Atkins, meanwhile, feels management has done a fine job getting the right people in place.

“Talent acquisition, in our view, has been strong,” Atkins said. “The identification of talent has been strong for our group. Our pro scouting and research and development group has been strong in that area.”

It’s all just words, of course, but by now Jays fans are used to it. And those same fans are well aware that Atkins’ most recent talent acquisition included Justin Turner, Kevin Kiermaier and Isiah Kiner-Falefa, players of such limited impact (particularly the first two) that they where shuffled out the clubhouse door prior to the trade deadline.

Because Atkins and Shapiro aren’t to be blamed — they run the show, after all — others were left to pay the price. So it was goodbye to assistant hitting coach Guillermo Martinez (who took the fall for the hitters), assistant pitching coach Jeff Ware (the bullpen blame guy) and field coordinator, Gil Kim.

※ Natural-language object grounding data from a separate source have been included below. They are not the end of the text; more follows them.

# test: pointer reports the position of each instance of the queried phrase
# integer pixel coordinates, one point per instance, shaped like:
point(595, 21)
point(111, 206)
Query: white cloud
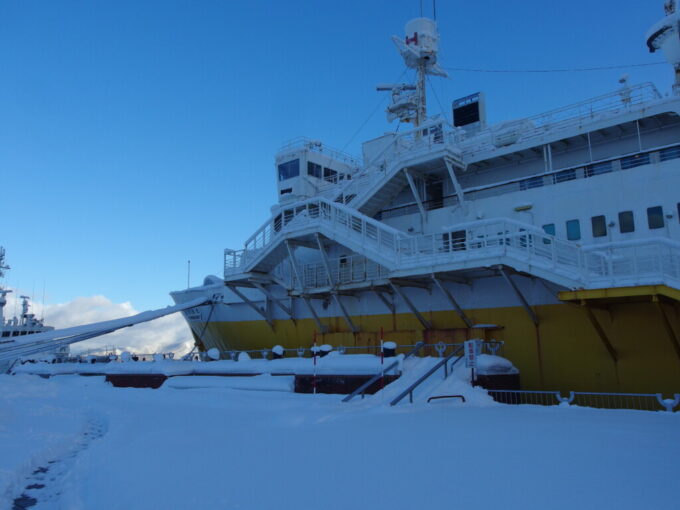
point(167, 334)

As well, that impressive-sounding “offensive coordinator” title has been removed from Don Mattingly, who returns to his bench coach role.

Perhaps there will be meaningful change in the off-season. Maybe some legit bats will be brought on board to complement Guerrero. And maybe this team will once again be a sneak-in-the-post-season bunch.

It’s an all-too-familiar refrain and one that frankly is getting tedious. But consider this: The on-field play is an echo of management.

Big or small, how the front office goes, so do those in a Blue Jays uniform.